Nancy Robitaille est passée pratiquement sans transition du berceau à la motoneige. «Maman nous plaçait dans une carriole fermée, mon frère Jarod et moi, avec plein de coussins et de couvertes en poil», confie-t-elle. Après cela, Nancy Robitaille était fin prête à recevoir sa première motoneige, une Kitty Cat que son père lui a offerte pour ses trois ans. Celle qui s’apprête à ouvrir la garderie Les Petits Cochons roses, à Mont-Saint-Grégoire, en garde un souvenir attendri: «Ça rentrait dans la valise du char. Jarod avait deux ans, et il me suivait dans un traîneau accroché à l’arrière».

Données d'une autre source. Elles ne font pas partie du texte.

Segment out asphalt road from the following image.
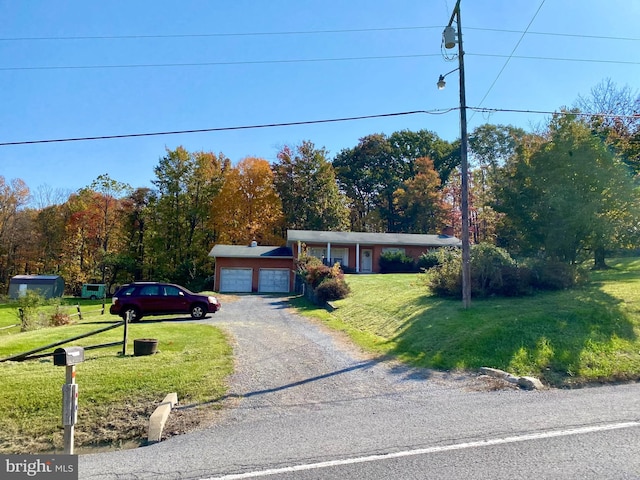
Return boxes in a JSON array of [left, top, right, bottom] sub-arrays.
[[79, 295, 640, 480]]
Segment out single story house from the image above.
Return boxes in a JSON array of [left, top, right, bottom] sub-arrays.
[[209, 230, 461, 293], [287, 229, 461, 274], [8, 275, 65, 299]]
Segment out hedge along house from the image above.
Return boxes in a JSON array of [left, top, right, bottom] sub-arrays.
[[209, 242, 294, 293], [286, 229, 461, 274], [8, 275, 65, 299]]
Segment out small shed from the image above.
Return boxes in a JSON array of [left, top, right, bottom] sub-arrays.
[[8, 275, 65, 299], [81, 283, 106, 299]]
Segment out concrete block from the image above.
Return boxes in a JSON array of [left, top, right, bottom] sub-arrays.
[[148, 392, 178, 444]]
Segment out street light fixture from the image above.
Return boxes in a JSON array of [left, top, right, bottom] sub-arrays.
[[437, 68, 459, 90], [440, 0, 471, 308]]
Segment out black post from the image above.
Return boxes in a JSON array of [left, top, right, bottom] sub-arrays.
[[121, 312, 129, 356]]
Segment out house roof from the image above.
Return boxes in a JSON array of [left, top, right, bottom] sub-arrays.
[[11, 275, 62, 281], [286, 230, 462, 247], [209, 245, 293, 259]]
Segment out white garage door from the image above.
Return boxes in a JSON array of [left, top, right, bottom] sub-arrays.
[[258, 269, 290, 293], [220, 268, 253, 293]]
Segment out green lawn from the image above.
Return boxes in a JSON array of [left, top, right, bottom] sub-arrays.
[[0, 302, 233, 454], [291, 258, 640, 387]]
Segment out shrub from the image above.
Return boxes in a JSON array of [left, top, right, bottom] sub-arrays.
[[315, 278, 351, 303], [295, 252, 350, 303], [304, 263, 334, 288], [417, 250, 440, 271], [526, 258, 586, 290], [427, 244, 589, 298], [470, 243, 516, 297], [495, 265, 533, 297], [295, 254, 323, 279], [428, 244, 533, 298], [428, 248, 463, 297], [15, 291, 46, 331], [379, 251, 416, 273], [47, 299, 72, 327]]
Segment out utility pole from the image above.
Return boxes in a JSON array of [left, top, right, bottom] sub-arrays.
[[442, 0, 471, 308]]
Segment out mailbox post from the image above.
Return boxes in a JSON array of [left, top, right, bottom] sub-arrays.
[[53, 346, 85, 454]]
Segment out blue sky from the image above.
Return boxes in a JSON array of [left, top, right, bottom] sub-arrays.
[[1, 0, 639, 196]]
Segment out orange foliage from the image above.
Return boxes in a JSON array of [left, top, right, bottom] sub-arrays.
[[211, 157, 284, 245]]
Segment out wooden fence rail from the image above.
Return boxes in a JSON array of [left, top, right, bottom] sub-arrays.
[[0, 320, 127, 363]]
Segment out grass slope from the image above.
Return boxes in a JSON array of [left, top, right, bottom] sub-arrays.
[[293, 258, 640, 387]]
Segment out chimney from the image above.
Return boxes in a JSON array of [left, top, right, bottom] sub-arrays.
[[441, 225, 454, 237]]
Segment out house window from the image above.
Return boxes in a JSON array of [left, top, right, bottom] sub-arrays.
[[309, 248, 326, 260], [308, 247, 348, 267], [330, 248, 348, 267], [382, 247, 405, 254]]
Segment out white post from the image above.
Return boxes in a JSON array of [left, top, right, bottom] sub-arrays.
[[62, 365, 78, 454]]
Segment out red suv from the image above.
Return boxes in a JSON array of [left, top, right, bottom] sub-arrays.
[[110, 282, 221, 322]]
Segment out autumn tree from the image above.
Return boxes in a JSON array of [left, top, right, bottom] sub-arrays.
[[393, 157, 448, 233], [211, 157, 284, 245], [32, 203, 67, 274], [468, 124, 527, 243], [388, 129, 459, 187], [334, 130, 458, 232], [149, 147, 229, 286], [83, 174, 131, 284], [272, 141, 349, 232], [119, 187, 154, 281], [0, 177, 30, 286], [60, 189, 101, 289], [333, 134, 392, 231]]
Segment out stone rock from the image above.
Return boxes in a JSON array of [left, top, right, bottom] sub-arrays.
[[479, 367, 510, 379], [518, 376, 544, 390]]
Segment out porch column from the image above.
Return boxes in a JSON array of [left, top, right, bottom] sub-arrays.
[[356, 243, 360, 273], [326, 242, 331, 266]]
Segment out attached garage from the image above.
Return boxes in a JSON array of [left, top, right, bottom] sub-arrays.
[[219, 268, 253, 293], [209, 244, 294, 293], [258, 269, 290, 293]]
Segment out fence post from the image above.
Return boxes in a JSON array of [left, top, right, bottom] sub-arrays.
[[76, 304, 82, 321], [121, 311, 129, 356]]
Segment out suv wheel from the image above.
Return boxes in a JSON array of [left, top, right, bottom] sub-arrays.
[[122, 306, 141, 323], [190, 304, 206, 319]]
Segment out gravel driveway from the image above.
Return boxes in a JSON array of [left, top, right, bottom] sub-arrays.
[[79, 294, 518, 479], [196, 294, 482, 422]]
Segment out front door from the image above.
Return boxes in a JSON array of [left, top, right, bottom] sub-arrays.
[[361, 249, 373, 273]]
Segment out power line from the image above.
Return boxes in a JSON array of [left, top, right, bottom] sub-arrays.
[[469, 106, 640, 119], [466, 27, 640, 42], [3, 52, 639, 72], [470, 53, 640, 65], [0, 109, 457, 146], [474, 0, 546, 111], [1, 107, 636, 147], [0, 54, 442, 71], [1, 26, 638, 43], [0, 26, 442, 42]]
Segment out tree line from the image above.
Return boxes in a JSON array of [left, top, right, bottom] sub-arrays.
[[0, 79, 638, 294]]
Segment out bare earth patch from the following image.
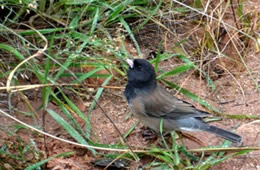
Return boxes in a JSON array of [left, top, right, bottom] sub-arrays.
[[1, 1, 260, 168], [1, 52, 259, 169]]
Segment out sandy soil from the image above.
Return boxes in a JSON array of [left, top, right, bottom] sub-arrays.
[[0, 52, 259, 169], [1, 0, 260, 169]]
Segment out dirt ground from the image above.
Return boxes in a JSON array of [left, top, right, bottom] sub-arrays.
[[0, 51, 259, 169], [1, 1, 260, 169]]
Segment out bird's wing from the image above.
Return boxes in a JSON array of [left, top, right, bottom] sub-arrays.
[[141, 85, 209, 119]]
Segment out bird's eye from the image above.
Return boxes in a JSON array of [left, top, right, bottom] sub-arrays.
[[136, 64, 142, 70], [133, 60, 143, 70]]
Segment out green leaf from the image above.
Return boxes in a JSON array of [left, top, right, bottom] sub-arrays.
[[19, 28, 65, 35], [0, 43, 25, 60], [64, 0, 94, 5], [60, 91, 92, 139], [89, 75, 113, 111], [171, 132, 180, 165], [153, 41, 163, 72], [46, 109, 96, 154], [134, 0, 162, 33], [157, 63, 193, 79], [54, 54, 75, 81], [72, 67, 104, 83], [123, 121, 139, 139], [162, 79, 219, 113], [25, 151, 75, 170], [90, 7, 100, 35], [176, 54, 216, 91], [119, 16, 141, 56], [107, 0, 132, 22], [69, 15, 81, 29], [237, 0, 243, 18]]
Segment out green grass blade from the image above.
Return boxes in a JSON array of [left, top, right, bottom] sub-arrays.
[[134, 0, 162, 33], [90, 7, 100, 35], [106, 0, 132, 23], [122, 121, 139, 139], [54, 54, 75, 81], [19, 28, 65, 35], [119, 16, 141, 56], [60, 91, 92, 139], [46, 109, 96, 154], [170, 132, 180, 165], [69, 15, 81, 29], [64, 0, 94, 5], [25, 151, 75, 170], [157, 63, 193, 79], [72, 67, 104, 83], [60, 92, 89, 124], [176, 54, 216, 91], [42, 56, 51, 109], [0, 43, 25, 60], [162, 79, 219, 113], [153, 42, 163, 72], [89, 75, 113, 111]]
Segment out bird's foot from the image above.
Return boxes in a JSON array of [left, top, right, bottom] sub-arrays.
[[141, 127, 158, 141]]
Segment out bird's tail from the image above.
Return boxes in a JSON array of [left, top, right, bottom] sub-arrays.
[[204, 125, 242, 144]]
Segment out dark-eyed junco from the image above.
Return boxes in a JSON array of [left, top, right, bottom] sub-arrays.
[[124, 58, 242, 143]]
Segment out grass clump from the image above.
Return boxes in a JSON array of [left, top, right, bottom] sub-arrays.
[[0, 0, 259, 169]]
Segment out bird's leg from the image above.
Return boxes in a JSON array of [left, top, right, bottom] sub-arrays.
[[141, 127, 172, 146], [141, 126, 158, 141]]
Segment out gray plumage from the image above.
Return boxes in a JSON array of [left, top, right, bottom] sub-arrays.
[[124, 59, 242, 143]]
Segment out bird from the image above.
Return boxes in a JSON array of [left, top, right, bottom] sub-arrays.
[[124, 58, 242, 144]]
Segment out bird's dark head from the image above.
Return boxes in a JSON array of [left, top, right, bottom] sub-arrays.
[[126, 59, 156, 90]]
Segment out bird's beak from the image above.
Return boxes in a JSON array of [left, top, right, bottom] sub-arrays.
[[126, 59, 134, 68]]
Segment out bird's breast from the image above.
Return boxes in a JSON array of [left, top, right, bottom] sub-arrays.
[[128, 97, 145, 117]]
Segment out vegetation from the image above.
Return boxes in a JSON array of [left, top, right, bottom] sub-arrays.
[[0, 0, 259, 169]]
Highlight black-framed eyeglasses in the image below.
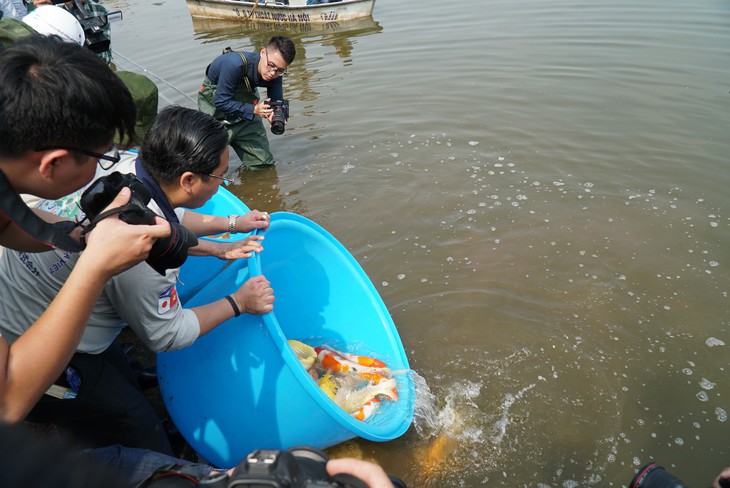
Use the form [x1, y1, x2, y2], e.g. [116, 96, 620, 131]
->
[37, 145, 121, 170]
[205, 173, 232, 186]
[264, 49, 288, 76]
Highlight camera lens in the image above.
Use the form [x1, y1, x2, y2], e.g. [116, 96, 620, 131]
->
[269, 100, 287, 135]
[630, 462, 690, 488]
[271, 120, 285, 135]
[145, 222, 198, 275]
[270, 108, 286, 135]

Puis sont venus les slaloms, les chasses au trésor et les courses d’accélération, qu’elle contribuait à organiser et auxquels elle participait: «Je battais les gars au slalom, c’était drôle», soutient celle qui dirige maintenant le Club Apollon à Mont-Saint-Grégoire.

Rien ne lui fait peur, semble-t-il. «Les Chic-Chocs, en Gaspésie, c’est vraiment beau. J’aime ça. Je trouve toujours très drôle quand les gars bougonnent parce qu’il y a une fille dans le groupe et puis qu’après, ils ne sont pas capables de suivre. La trail d’une journée, ça libère. Tu penses à rien. Tu prends de l’air. Ça défoule, ça change les idées», confie-t-elle. Et le danger semble faire partie du décor. «Quand je pars avec mon père au chalet, il nous arrive toutes sortes d’anecdotes: on manque de gaz, on se perd, on avance sur un lac qui n’est pas assez gelé, expose-t-elle. Une fois, j’ai attendu trois heures dans les monts Valin, parce qu’un relais était fermé et qu’on a manqué d’essence.» Son père ajoute: «Moi, j’étais pas sûr de me rendre. J’ai cogné à une porte de maison pour me faire mener à la première station d’essence.» Après quoi, il est reparti secourir sa fille et ses deux compagnons, qui commençaient sérieusement à trouver le temps long sous les épinettes.

Le père

Yvan Robitaille se souvient d’un de ses amis qui a manqué une courbe et qui a été littéralement poignardé au visage par une branche. «Il y avait tellement de sang. Dans le bois, où trouver une ambulance? C’est ma blonde qui l’a sauvé. Elle a sorti une serviette sanitaire de sa trousse et l’a trempée dans la neige pour la glacer, avant de la poser sur sa joue. Malgré ses fractures, mon ami est resté avec peu de séquelles», conclut-il.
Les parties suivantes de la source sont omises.